Un sacerdote me informa de los últimos suicidios de jóvenes en las parroquias de su entorno.
Un joven me dice hoy: “antes que yo naciera, mi madre tuvo un aborto. ¿Por qué no podía haber sido yo el abortado?”.
Gran acierto el tácito acuerdo de no difundir como noticia los suicidios. Un mérito de los MCS. Es seguro que si se aprueba la eutanasia activa y se abren Centros para practicarla, habrá cola especialmente de jóvenes. A los viejos se les tendrá que forzar. Una aparente contradicción, ¿no? Pero los jóvenes tienen menos ganas de vivir que los viejos.
El joven que hubiera querido ser abortado es católico, pero totalmente decepcionado de los hombres. No puede creer en la bondad de ningún hombre, y, por elevación, tampoco en la de Dios. Pero teme comparecer al juicio divino. “Los abortados, al menos, no se condenan”, me dice. Y me insiste: “Tú que siempre has ido contra el aborto, deberías saber que los niños así asesinados salvan sus almas, y, por el contrario, naciendo y viviendo, se condenan. Mi vida, siempre solo, es un infierno ya. Cada día me aumenta la capacidad de odiar. ¿No hubiera sido mejor que mi madre me hubiera abortado?”

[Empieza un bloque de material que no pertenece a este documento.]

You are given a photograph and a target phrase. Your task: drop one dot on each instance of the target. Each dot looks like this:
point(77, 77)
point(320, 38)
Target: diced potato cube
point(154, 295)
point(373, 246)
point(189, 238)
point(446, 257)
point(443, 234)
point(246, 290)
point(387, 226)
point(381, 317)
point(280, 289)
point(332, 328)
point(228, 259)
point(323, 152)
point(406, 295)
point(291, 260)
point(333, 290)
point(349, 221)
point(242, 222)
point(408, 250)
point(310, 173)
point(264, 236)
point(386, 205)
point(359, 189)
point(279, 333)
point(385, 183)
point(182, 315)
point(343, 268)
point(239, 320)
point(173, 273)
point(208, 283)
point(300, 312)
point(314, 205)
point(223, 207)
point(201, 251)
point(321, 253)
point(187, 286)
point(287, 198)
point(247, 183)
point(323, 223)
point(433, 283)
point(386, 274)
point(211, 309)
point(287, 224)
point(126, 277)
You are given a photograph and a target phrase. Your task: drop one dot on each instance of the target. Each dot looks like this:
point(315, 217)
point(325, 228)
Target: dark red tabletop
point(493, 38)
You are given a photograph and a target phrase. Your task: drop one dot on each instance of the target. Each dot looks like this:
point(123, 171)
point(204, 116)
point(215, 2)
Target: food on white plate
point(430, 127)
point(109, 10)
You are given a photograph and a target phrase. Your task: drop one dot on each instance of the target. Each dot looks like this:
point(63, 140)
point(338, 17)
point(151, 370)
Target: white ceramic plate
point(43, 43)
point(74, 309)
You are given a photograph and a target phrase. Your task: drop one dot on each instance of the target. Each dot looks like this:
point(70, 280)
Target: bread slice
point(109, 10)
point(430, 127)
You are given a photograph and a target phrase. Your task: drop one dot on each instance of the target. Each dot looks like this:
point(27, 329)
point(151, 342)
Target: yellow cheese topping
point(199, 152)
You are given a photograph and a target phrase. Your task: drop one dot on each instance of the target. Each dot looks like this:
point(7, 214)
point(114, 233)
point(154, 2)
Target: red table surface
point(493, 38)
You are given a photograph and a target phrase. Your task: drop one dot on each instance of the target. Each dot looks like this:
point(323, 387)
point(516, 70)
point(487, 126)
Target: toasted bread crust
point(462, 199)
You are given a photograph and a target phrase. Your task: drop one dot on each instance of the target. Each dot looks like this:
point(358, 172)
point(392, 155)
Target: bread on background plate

Mis padres tenían muy claro que “hemos venido a este mundo para sufrir”. Pero, esta realidad, ¿cómo hacerla entender a los hombres de hoy? Antes de sufrir, preferirían no haber nacido. O como dice este joven católico: ¿no hubiera sido mejor para mí que mi madre hubiera abortado?
Dejo la contestación a mis cristianos lectores.